Wherein the random data enhancement comprises image size or pixel random enhancement.
S103: inputting enhanced labeled data to a first pedestrian detection network to obtain first pedestrian prediction characteristics; inputting first enhanced non-tag data to a first pedestrian detection network to obtain a second pedestrian prediction characteristic; and inputting second enhanced unlabeled image data to a second pedestrian detection network to obtain a third pedestrian prediction characteristic.
The first pedestrian detection network and the second pedestrian detection network initially adopt the same neural network architecture.
S104: obtaining a supervised learning cost according to the label characteristics of the labeled image data and the first pedestrian prediction characteristics; and obtaining the consistency cost according to the second pedestrian prediction characteristic and the third pedestrian prediction characteristic.
The first pedestrian prediction feature, the second pedestrian prediction feature and the third pedestrian prediction feature comprise size information, classification information and position information of image pedestrians.
S105: and adding the supervised learning cost and the consistency cost to obtain the total cost.
S106: and updating the weight parameter of the first pedestrian detection network through a random gradient descent algorithm according to the total cost.
Wherein, the supervised learning cost and the consistency cost comprise pedestrian classification loss, offset loss of a pedestrian center point, pedestrian frame width and height loss.

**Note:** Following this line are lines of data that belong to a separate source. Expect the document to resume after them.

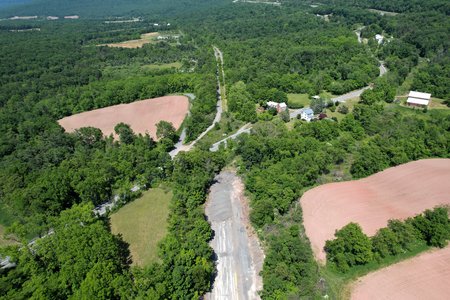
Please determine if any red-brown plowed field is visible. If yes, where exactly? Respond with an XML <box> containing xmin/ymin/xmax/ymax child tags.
<box><xmin>351</xmin><ymin>247</ymin><xmax>450</xmax><ymax>300</ymax></box>
<box><xmin>58</xmin><ymin>96</ymin><xmax>189</xmax><ymax>139</ymax></box>
<box><xmin>300</xmin><ymin>159</ymin><xmax>450</xmax><ymax>262</ymax></box>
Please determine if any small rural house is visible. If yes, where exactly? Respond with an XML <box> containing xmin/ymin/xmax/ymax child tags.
<box><xmin>300</xmin><ymin>108</ymin><xmax>314</xmax><ymax>122</ymax></box>
<box><xmin>267</xmin><ymin>101</ymin><xmax>287</xmax><ymax>112</ymax></box>
<box><xmin>406</xmin><ymin>91</ymin><xmax>431</xmax><ymax>107</ymax></box>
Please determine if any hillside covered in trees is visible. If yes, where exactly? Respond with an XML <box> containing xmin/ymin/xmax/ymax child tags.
<box><xmin>0</xmin><ymin>0</ymin><xmax>450</xmax><ymax>299</ymax></box>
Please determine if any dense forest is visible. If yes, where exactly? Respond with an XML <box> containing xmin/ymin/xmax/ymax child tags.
<box><xmin>0</xmin><ymin>0</ymin><xmax>450</xmax><ymax>299</ymax></box>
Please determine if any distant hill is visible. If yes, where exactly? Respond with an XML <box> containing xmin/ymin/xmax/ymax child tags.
<box><xmin>0</xmin><ymin>0</ymin><xmax>228</xmax><ymax>18</ymax></box>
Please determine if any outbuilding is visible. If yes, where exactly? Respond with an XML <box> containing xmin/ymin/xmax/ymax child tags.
<box><xmin>406</xmin><ymin>91</ymin><xmax>431</xmax><ymax>107</ymax></box>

S107: and updating the weight parameter of the second pedestrian detection network through an exponential moving average algorithm according to the weight parameter of the first pedestrian detection network.
And the weight parameter of the second pedestrian detection network is obtained by calculating the weight of the first pedestrian detection network and calculating the exponential sliding average in the training process.
A schematic diagram of steps in an unsupervised domain adapted pedestrian detection method according to another embodiment of the present application is shown in fig. 2.
As shown in fig. 2, in some embodiments of the present application, the unsupervised domain adapted pedestrian detection method further comprises the steps of:
s108: repeating the steps from S101 to S107 until the first pedestrian detection network and the second pedestrian monitoring network converge to obtain the updated first pedestrian detection network and the updated second pedestrian monitoring network;
s109: and inputting the unlabeled image data to be detected into the updated first pedestrian detection network to obtain a pedestrian detection result.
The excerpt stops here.